Thanks for responding like an ass instead of just answering the question. Obviously I missed it in your post.
You were responding to my post, so the only logical thought was that either you responded without reading (the most common occurrence), you lack reading comprehension, or you were trolling.
You can call me an ass if you like, but if you care to actually review posts I've made, you'll see I am usually quite explicit in responses, and quite often use terms and expressions to aid users of various skill levels. You're correct though to assume that I don't have patience for those who have already received the information, yet refused to read it.
(Does that make me an ass for pointing out that your question was already answered in depth: maybe; but I'm OK with that.)
BTW, here's the relevant statement from my post of the working adapter.
I have just discovered that i have a olderish StarTech.com USB 3.0 (A) to Gigabit adapter. model: USB3-1000S
Using a USB A to C adapter, my TiVo Stream 4K does work on Ethernet with this.
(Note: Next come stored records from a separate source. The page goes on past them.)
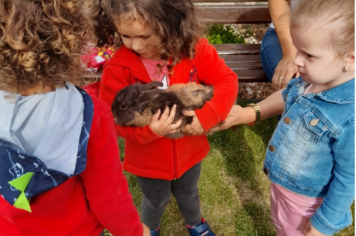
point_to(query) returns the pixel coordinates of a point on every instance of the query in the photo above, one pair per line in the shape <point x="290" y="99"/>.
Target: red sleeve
<point x="105" y="184"/>
<point x="115" y="78"/>
<point x="212" y="70"/>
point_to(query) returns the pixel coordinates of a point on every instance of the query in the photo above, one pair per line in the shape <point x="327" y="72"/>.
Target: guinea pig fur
<point x="135" y="104"/>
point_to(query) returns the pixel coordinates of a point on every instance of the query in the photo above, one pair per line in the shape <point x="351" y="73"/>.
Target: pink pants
<point x="290" y="211"/>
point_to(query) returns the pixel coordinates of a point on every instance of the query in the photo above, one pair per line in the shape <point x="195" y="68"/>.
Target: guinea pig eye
<point x="122" y="107"/>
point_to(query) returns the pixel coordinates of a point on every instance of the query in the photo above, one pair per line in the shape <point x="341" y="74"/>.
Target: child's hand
<point x="195" y="128"/>
<point x="235" y="117"/>
<point x="311" y="231"/>
<point x="164" y="125"/>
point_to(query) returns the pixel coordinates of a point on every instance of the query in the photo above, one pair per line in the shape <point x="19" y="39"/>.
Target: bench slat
<point x="232" y="14"/>
<point x="238" y="49"/>
<point x="218" y="1"/>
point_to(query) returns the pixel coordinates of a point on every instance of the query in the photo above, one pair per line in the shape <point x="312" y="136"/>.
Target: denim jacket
<point x="312" y="151"/>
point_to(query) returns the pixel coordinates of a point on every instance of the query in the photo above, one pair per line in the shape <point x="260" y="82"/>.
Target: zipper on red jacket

The TiVo does not show any option for wired connection though,(liek my Shield does), only wifi menu options are there, but it does say Ethernet Connected.
I ran the Speedtest in Channels app....interesting results.
Wired: higher Download, lower Latency, higher Jitter
Wifi: slower Download, higher latency, lower Jitter.
what is better for playback stabilty? Lower Latency, or lower jitter?
just for comparison, this is the results i get from my Shield Pro '19 over wired.
Hi, I bought this Ugreen ethernet adapter and it works. I had a USB A to C adapter laying around and that worked too (since the Ugreen I bought has USB A): https://www.amazon.com/gp/product/B00MYTSN18/ref=ppx_yo_dt_b_asin_title_o02_s00?ie=UTF8&psc=1
So on 5G wifi with the Access point 2 feet away from the Stream 4K I would get ~300M speed back to CHannels DVR Server (Synology NAS). With the wired UGreen adapter I get ~350M (GigE port on router and Cat 8 cables). The other difference which I think affects performance is that wifi is half duplex. Wired ethernet is full fuplex. Full duplex is better....
Why this all matters to me is now that there are baseball games on, I typically fast forward like crazy thru a recording game to find any action. When doing this on wifi, it was a "laggy" experience, meaning when I lifted my finger off the FWD on the remote I had to wait seconds for action to start moving. Moving to wired ethernet resulted in a noticeable improvement in responsiveness.
Very happy with the wired ethernet setup and performance.